There are three main measures of central tendency: the mode, the median, and the mean.

• Mean: Average Value
• Median: Middle Value
• Mode: Most Frequent

## MEAN

The mean is the sum of all the values divided by the number of observations or sample size. It is nothing but the average value.

Example: The mean of the values 5,6,6,8,9,9,9,9,10,10  is (5+6+6+8+9+9+9+9+10+10)/10 = 8.1

Limitation: It is affected by extreme values. Very large or very small numbers can distort the answer.

## MEDIAN

The median is nothing more than the middle value of your observations when they are ordered from the smallest to the largest. It is the middle value.

Example: It splits the data in half. Half of the data are above the median; half of the data are below the median. 7, 8, 7, 6, 9, 8, 8 → 6, 7, 7, 8, 8, 8, 9 → 8

the Median 7, 8, 7, 6, 9, 8, 8, 7 → 6, 7, 7, 7, 8, 8, 8, 9 → (7 + 8)/2 = 7.5 is the Median

Advantage: It is NOT affected by extreme values. Very large or very small numbers does not affect it.

## MODE

Mode: It is the value that occurs most frequently. In other words, the mode is the most common outcome. Mode is the name of the category that occurs more often. There is a chance of having more than one 5, 6, 5, 7, 5, 8, 9, 5 → 5 is the Mode 5, 6, 6, 5, 7, 6, 5, 6, 8, 9, 5, 6 → 5 and 6 are mode.

Mode Advantage: It can be used when the data is not numerical.

1. There may be no mode at all if none of the data is the same.

2. There may be more than one mode.

WHEN TO USE WHAT MEASUREMENT OF CENTRAL TENDENCY?

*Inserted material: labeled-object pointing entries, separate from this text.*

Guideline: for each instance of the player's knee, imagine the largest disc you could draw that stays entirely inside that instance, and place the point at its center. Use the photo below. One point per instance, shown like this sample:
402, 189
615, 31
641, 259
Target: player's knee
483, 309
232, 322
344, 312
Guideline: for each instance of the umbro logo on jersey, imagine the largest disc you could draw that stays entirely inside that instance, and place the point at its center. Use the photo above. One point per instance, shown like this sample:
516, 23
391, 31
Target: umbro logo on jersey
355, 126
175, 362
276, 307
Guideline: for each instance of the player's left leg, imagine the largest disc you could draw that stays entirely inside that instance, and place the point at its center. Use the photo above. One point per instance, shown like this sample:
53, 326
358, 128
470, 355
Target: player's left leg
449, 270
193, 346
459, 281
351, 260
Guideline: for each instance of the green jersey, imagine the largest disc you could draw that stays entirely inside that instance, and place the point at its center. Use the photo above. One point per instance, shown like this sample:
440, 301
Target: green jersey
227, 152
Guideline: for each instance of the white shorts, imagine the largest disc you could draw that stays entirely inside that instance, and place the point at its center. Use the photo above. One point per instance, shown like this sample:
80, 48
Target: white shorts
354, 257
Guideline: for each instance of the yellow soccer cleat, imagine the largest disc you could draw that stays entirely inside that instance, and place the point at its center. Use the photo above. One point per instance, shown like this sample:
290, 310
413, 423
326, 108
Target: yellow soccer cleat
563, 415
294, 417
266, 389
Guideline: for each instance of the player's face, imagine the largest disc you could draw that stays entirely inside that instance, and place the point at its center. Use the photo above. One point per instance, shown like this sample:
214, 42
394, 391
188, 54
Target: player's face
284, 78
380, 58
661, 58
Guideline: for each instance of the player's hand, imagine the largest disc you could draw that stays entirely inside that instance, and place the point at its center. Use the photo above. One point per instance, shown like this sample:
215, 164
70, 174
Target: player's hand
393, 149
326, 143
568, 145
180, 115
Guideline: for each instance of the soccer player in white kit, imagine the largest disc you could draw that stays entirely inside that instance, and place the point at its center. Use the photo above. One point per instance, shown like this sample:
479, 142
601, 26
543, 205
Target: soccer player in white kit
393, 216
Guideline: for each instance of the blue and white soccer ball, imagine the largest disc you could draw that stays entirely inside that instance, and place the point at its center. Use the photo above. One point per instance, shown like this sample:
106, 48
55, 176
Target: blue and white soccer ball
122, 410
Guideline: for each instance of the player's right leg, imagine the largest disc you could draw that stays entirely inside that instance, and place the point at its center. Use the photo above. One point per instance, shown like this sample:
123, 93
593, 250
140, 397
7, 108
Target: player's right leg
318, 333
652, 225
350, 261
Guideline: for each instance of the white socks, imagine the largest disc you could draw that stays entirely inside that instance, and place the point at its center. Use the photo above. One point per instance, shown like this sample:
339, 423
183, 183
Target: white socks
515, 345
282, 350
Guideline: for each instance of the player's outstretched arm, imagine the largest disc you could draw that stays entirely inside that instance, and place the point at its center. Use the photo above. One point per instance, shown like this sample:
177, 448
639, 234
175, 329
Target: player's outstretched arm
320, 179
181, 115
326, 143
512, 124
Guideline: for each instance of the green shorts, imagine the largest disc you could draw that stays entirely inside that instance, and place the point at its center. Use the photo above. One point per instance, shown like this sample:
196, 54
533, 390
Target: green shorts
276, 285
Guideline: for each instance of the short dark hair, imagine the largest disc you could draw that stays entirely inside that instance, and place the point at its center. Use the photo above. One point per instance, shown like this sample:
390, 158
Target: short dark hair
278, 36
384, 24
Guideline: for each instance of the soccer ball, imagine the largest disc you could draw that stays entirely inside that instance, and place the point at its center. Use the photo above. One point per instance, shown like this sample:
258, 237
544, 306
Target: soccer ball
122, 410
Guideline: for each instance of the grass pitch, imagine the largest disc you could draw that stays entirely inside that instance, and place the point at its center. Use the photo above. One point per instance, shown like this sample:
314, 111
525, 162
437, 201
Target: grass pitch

Mean – When your data is not skewed i.e Symmetric/Normally Distributed. In other words, there are no extreme values present in the data set (Outliers).

Median – When your data is skewed or you are dealing with ordinal (ordered categories) data.

Mode – When dealing with nominal (unordered categories) data.

When to use Median instead of Mean

“ If your data is quantitative then go for mean or median.”

Basically, if your data is having some influential outliers or data is highly skewed then the median is the best measurement for finding central tendency. Otherwise go for Mean.

Eg: Salary 15k 18k 16k 14k 15k 15k 12k 17k 90k 95k Mean is 30.1K whereas most workers have salaries in the \$12k to 18k range. Hence Median is to be preferred.

When to use Mode

If data is Categorical (Nominal or Ordinal) it is impossible to calculate the mean or median. So, go for mode. Normally, the mode is used for categorical data where we wish to know which is the most common category, as illustrated below:

Check the effect of outliers in Measures of Central Tendency

“Outliers” are values that “lie outside” the other values.

Example:-

Long Jump A new coach has been working with the Long Jump team this month, and the athletes’ performance has changed.

Augustus: +0.15m

Tom: +0.11m

June: +0.06m

Carol: +0.06m

Bob: + 0.12m

Sam: -0.56m

So here, Sam is an outlier

The mean is: Including “Sam” i.e. Outlier

Mean = (0.15+0.11+0.06+0.06+0.12-0.56) / 6 = -0.06 / 6 = -0.01m

So, on average the performance went DOWN

The mean is: Excluding “Sam” i.e. Outlier

Mean = (0.15+0.11+0.06+0.06+0.12)/5 = 0.1 m .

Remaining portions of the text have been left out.